[Bf-committers] Verse 2005 Errors
branan at gmail.com
Thu Sep 14 22:41:10 CEST 2006
alright... 32-bit float has a 1-bit sign, 8-bit exponent and 23-bit
OK. the 8-bit exponent gives us a maximum power of 127, since there's
a bias to allow for negative exponents.
The maximum floating point number is normalized, so it's
1.xxxxxxxxxxxxxxxxxxxxxxx, which is a 24-bit number with the first bit
always set. Since we're going for the maximum number, that value is
all ones: 1.11111111111111111111111
That value is 16777215.
Floating point numbers = significand * 2^exponent.

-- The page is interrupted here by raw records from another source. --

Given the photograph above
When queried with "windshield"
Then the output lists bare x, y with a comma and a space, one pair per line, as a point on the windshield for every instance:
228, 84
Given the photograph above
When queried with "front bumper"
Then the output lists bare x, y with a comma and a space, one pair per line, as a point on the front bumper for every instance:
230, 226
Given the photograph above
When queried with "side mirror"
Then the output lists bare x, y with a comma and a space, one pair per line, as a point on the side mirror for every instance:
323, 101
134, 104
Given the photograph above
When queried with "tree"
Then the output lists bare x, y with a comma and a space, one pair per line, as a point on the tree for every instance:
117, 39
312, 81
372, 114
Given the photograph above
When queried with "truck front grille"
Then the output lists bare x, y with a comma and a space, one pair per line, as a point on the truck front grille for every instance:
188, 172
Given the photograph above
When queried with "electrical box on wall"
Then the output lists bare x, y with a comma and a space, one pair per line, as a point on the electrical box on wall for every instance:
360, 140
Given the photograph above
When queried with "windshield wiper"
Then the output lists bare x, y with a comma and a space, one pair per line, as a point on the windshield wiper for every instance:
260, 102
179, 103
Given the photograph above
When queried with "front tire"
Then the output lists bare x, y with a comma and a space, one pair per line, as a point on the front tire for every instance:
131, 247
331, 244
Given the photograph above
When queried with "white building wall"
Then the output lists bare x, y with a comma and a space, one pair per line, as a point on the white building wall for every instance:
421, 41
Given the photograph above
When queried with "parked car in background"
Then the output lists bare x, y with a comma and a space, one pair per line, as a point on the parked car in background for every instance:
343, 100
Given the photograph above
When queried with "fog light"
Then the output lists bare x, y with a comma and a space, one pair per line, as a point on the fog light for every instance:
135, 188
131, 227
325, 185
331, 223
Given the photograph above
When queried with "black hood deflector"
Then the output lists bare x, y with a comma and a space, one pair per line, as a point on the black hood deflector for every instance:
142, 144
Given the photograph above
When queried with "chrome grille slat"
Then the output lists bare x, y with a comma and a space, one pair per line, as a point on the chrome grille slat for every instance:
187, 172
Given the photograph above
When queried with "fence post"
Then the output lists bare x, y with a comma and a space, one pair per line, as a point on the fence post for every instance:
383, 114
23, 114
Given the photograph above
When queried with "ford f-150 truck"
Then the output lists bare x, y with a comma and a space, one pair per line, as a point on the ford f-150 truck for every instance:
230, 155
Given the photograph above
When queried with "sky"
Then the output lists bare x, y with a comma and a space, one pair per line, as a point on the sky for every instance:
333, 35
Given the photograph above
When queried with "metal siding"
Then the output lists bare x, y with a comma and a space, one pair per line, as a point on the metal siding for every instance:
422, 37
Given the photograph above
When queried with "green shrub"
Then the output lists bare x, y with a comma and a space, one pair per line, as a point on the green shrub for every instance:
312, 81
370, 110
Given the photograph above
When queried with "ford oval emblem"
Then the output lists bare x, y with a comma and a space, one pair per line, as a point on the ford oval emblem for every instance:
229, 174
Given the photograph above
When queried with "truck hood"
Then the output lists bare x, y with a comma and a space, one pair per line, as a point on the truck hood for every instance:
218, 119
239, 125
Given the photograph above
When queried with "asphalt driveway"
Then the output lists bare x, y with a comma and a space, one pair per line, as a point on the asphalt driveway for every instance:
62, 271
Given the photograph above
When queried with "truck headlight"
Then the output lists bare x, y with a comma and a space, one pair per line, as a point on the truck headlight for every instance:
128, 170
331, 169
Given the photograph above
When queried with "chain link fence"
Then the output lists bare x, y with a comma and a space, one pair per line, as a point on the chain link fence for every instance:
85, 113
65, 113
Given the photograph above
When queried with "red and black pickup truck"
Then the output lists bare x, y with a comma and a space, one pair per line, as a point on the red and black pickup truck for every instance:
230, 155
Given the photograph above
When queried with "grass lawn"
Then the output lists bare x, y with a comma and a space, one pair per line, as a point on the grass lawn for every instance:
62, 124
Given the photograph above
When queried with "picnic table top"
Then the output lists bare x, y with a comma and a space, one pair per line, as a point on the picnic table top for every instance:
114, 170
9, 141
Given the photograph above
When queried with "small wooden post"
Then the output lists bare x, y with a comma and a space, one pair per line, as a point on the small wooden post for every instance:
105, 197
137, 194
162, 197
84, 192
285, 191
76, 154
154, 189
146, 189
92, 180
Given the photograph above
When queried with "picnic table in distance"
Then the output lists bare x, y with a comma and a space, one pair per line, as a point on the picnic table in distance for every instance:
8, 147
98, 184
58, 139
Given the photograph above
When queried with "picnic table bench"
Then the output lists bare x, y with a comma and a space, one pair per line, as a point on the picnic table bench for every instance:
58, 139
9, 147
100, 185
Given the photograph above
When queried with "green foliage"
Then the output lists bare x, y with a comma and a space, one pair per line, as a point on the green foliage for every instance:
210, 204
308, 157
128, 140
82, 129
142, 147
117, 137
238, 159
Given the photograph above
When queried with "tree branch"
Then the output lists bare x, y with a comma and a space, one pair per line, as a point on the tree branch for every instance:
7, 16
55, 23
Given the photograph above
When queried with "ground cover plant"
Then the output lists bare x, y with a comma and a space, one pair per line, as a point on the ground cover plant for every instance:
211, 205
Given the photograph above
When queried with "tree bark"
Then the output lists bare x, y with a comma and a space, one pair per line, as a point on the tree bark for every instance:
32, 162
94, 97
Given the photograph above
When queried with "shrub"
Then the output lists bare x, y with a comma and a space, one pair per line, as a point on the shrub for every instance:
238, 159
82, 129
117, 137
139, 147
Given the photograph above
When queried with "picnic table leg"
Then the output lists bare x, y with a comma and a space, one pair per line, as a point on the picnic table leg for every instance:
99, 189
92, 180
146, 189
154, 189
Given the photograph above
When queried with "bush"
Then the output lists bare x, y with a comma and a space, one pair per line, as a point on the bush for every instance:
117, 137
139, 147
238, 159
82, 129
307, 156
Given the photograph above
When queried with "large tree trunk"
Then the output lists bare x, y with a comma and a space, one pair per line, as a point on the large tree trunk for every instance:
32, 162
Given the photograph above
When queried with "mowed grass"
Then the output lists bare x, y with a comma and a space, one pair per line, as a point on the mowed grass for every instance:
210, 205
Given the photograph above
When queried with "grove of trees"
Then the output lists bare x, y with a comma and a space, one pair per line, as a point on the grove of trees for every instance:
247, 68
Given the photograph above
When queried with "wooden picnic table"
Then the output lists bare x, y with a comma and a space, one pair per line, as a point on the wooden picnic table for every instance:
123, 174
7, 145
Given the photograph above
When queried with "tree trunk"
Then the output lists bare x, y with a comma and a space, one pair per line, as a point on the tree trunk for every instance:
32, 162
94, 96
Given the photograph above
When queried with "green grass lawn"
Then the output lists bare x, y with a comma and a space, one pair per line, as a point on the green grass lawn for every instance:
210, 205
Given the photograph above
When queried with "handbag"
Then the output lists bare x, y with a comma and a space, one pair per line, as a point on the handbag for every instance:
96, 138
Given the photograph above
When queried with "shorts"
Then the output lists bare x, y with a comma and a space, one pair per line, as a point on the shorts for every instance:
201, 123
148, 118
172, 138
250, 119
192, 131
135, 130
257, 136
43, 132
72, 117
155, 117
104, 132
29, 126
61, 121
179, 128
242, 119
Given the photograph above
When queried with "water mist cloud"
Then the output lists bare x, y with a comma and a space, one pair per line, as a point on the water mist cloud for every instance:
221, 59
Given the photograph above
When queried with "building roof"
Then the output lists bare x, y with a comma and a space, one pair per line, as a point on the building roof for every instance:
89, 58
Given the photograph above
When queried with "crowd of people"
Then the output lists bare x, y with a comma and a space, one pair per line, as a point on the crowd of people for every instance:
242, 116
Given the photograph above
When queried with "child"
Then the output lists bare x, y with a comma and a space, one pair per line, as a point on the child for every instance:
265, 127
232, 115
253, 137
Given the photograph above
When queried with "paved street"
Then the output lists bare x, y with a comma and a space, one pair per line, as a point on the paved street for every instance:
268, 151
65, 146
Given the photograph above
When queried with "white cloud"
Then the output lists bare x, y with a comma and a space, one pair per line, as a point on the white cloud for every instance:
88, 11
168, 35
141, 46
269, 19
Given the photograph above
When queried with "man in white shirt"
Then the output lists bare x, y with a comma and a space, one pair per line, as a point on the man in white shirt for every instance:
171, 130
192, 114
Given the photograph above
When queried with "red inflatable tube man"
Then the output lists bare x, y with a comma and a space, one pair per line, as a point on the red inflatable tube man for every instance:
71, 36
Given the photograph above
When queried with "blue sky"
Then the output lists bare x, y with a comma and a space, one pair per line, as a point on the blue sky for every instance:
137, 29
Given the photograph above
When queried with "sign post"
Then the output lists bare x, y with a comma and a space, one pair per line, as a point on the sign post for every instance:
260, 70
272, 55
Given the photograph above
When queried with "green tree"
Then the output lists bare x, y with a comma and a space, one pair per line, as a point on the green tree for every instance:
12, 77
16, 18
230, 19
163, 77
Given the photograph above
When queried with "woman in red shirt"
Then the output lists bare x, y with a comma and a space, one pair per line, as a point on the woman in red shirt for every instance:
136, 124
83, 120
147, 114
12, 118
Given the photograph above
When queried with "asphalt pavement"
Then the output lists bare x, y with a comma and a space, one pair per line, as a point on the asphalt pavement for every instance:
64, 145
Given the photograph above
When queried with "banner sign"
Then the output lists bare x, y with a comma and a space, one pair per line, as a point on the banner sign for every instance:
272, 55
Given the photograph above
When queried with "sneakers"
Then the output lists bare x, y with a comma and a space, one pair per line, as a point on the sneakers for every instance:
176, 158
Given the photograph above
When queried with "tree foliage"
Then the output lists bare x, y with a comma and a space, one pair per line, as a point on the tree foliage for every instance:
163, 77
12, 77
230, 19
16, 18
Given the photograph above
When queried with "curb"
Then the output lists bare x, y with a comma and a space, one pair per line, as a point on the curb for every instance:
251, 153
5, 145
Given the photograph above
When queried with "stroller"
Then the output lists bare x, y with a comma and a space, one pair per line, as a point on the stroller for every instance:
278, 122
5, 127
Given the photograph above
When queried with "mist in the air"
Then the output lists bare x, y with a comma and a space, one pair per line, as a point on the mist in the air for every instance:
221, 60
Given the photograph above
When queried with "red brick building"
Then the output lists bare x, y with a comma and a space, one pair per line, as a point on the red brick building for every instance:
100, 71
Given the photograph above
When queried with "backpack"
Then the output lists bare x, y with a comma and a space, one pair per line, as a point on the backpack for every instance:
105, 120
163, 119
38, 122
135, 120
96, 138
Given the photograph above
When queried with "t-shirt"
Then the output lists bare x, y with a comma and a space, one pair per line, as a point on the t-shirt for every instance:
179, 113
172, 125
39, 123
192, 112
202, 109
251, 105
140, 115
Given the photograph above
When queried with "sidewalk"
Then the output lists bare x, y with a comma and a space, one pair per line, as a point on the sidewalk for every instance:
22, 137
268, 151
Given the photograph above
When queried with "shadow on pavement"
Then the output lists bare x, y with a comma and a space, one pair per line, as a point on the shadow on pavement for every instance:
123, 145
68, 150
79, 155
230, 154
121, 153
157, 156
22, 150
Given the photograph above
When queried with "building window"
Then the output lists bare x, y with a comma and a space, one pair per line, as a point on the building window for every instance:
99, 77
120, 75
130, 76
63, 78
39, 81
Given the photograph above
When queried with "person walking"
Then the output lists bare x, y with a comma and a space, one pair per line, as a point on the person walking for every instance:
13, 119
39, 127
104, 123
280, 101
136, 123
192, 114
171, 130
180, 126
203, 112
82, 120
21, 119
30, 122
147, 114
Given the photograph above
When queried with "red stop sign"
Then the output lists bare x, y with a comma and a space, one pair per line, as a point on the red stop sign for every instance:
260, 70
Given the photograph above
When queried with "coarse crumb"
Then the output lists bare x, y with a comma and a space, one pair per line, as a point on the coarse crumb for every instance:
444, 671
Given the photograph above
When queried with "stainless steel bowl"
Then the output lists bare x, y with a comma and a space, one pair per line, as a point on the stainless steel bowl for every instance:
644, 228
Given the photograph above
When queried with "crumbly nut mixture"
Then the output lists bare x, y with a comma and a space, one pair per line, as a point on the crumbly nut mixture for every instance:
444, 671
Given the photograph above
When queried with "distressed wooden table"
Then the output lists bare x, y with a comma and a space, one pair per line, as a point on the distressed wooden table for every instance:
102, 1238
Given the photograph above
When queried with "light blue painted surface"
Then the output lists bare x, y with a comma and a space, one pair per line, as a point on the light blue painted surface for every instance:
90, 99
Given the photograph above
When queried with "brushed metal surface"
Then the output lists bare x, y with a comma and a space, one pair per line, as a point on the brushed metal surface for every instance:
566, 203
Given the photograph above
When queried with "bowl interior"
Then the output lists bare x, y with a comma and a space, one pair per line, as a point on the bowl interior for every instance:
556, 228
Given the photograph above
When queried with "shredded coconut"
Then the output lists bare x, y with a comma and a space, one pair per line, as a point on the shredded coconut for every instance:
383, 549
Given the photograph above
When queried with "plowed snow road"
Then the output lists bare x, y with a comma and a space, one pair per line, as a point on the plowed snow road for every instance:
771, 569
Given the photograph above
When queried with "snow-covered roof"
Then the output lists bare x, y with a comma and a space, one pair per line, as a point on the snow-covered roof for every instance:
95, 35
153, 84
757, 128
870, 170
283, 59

In this case, that
should be 1677215 * 2^127. which is showing up as inf because it's
been rounded up. Try changing that last 2 to a 1, and see what
On 9/14/06, Emil Brink <emil at obsession.se> wrote:
> Branan Riley wrote:
> > 16,777,215 * 2^127.
> Hm ... I don't think that is the correct interpretation of the bit pattern
> as a float.
> > Running that through Kcalc, I get 2.854495215270736302e+45. I'd do it out
> > by hand to get an exact number, but that's a 152-bit number, so I'm not
> > going to even think about it. If someone wants to run that through, and
> > see what comes up for the binary representation, that would be nifty.
> Okay ... I think you lost me, though. I'm expecting the float literal
> to have a decimal exponent of +38, that part has never been in doubt.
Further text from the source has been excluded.